Глориана сменила свою одежду. На ней было платье, похожее на платья других женщин, и даже с этим уродливым выступом сзади, хотя из своего недавнего опыта он знал, что никакого уродства у нее не было. Простая серая ткань облегала точеную фигуру Глорианы, ниспадая волнами, но даже такое скромное платье не могло нарушить благородного изящества ее тела. Это была очаровательная Глориана, с профессиональной улыбкой цирковой актрисы. При виде ее, следовавшей по пятам за Мод, гул толпы усилился, и ни один человек не мог оторвать от нее глаз, провожая ее взглядом и наблюдая за каждым ее грациозным, плавным движением.

Глориане претило быть объектом праздного любопытства, и она говорила об этом Данте. И все же казалось, что блистательную Глориану не трогало бесцеремонное разглядывание. Данте тосковал по ее прелестной невинности, но боялся, что его поведение накануне вечером могло навсегда лишить его этой радости.

– Кто она? – услышал Данте вопрос какого-то восхищенного бородача.

Стоявшая рядом с бородачом женщина ткнула его локтем в бок.

– Нет, кто он? – крикливым голосом сказала она, указывая движением подбородка на Данте. – И почему на него кричал мистер Блу? Ведь мистер Блу никогда ни на кого не кричит.

– Он никогда и никому не позволяет прикасаться к своему старому мечу, но он вручил его этому незнакомцу.

– Может быть, это кто-нибудь из ожидаемых в городе гостей. – вмешался в разговор кто-то еще.

Этот вопрос как будто висел над толпой, побуждая кое-кого из мужчин вызывающе поднять головы, а некоторых женщин сбиться в тесные кучки. Гул толпы, ставший более тихим и угрожающим, как зимний гром, по мере приближения к Данте усиливался, наполняясь невидимой, но ощутимой мрачной злобой.

В глазах Глорианы вдруг появились тревога и решимость. Ее лоб прорезала тонкая, почти незаметная морщинка. А потом ее черты преобразила беззаботная ослепительная улыбка. Она повернулась в сторону Данте и широким гостеприимным жестом раскинула руки.

– Дорогой мой! – воскликнула она.

Глориана подхватила юбки, подняв их на дюйм-два над перроном, и кинулась к нему. От этого движения юбка облепила ее ноги, а рассыпавшиеся в великолепном беспорядке волосы заструились по спине. Она едва не сбила с ног Мод с индейцем и обрушилась на Данте с куда более радостным пылом, чем его любимая охотничья собака, встречавшая хозяина у порога его дома.

– Ах! – Она по-прежнему широко улыбалась и смотрела на него с безмерным восхищением, отмеченным, однако, едва заметным напряжением. – Эта штука у тебя на груди и впрямь сделана из очень крепкого металла.

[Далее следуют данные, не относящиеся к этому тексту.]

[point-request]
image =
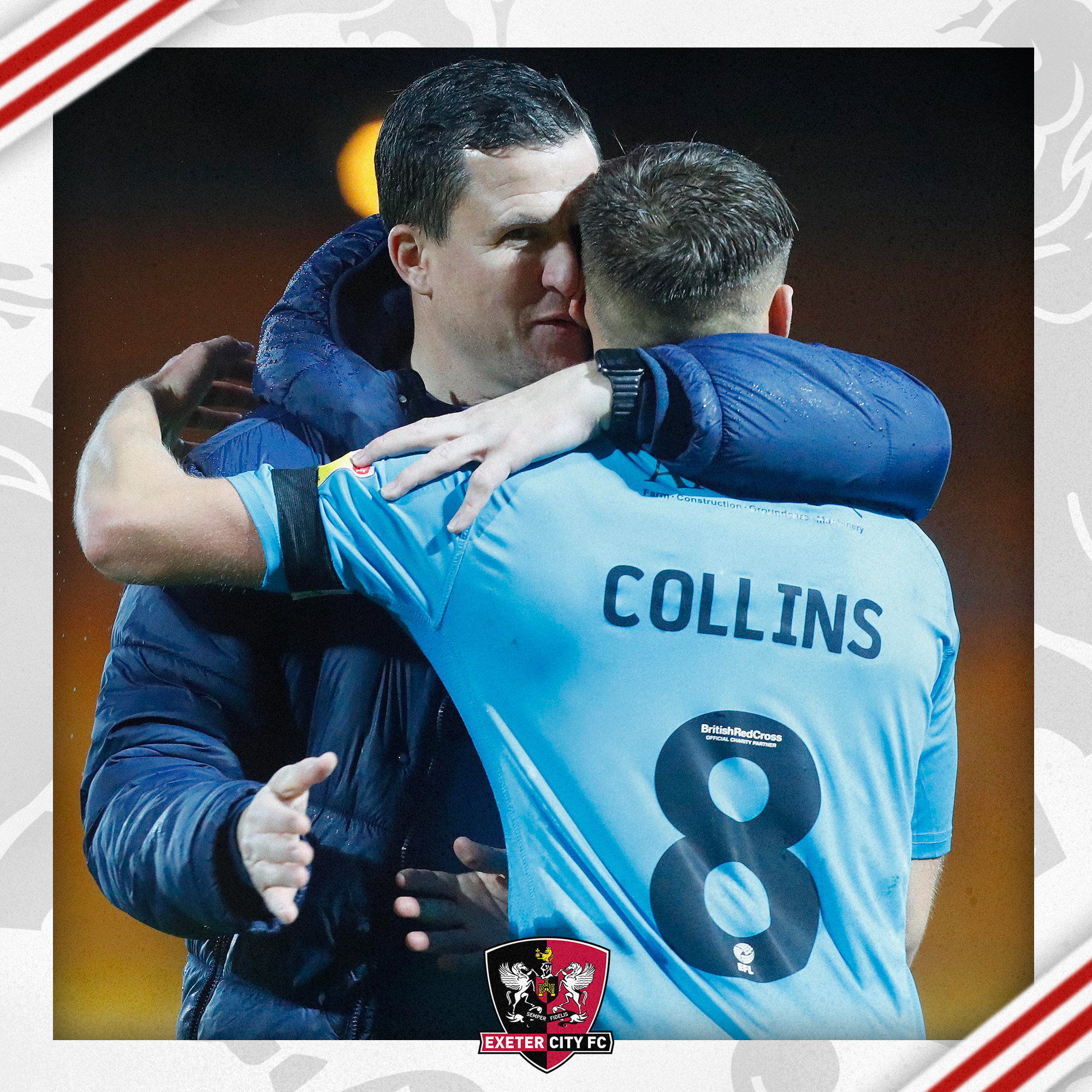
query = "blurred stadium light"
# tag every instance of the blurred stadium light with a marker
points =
(357, 170)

Данте открыл рот для приветствия, но лишь сдавленный вздох встретил Глори, которая уже сплетала пальцы, обнимая его за шею и притягивая к себе.

– К моему величайшему сожалению, – прошептал он, думая о том, с каким наслаждением ощутил бы грудь Глорианы своей грудью, не будь на нем этой злополучной четвертьдюймовой кованой стали, разделявшей их.

Она пригнула ему шею, подняла лицо к его опустившейся голове, и он почувствовал кожей ее теплое дыхание, когда она потянулась к нему губами. О Боже, он боялся, что Глори уже никогда даже не заговорит с ним, а она хочет поцеловать его здесь, на глазах у всех этих людей!

– Какого черта ты надел все это, когда Мод дала тебе приличную одежду? – прошептала она прямо в его губы.

– Опять ты придираешься к моей одежде. Я накрыл собственную персону плоской шляпой, как ты мне советовала раньше. И мог бы сказать тебе нечто подобное о твоей внешности – что случилось с нижней частью твоего платья?

– Моего платья?

Данте быстро провел рукой по выпуклости под задней частью ее юбки.

Глориана задохнулась от негодования:

– Как ты смеешь! Прекрати немедленно! Это мой турнюр.

Данте охотно перестал поглаживать турнюр – гладить то, что на ощупь было похоже на накрытую материей корзинку, не доставляло ему никакого удовольствия.

– Разве ты не помнишь предупреждения мисс Хэмпсон о том, что нам грозят неприятности? Это на всякий случай. Но мне могут понадобиться и полные доспехи кроме брони на груди.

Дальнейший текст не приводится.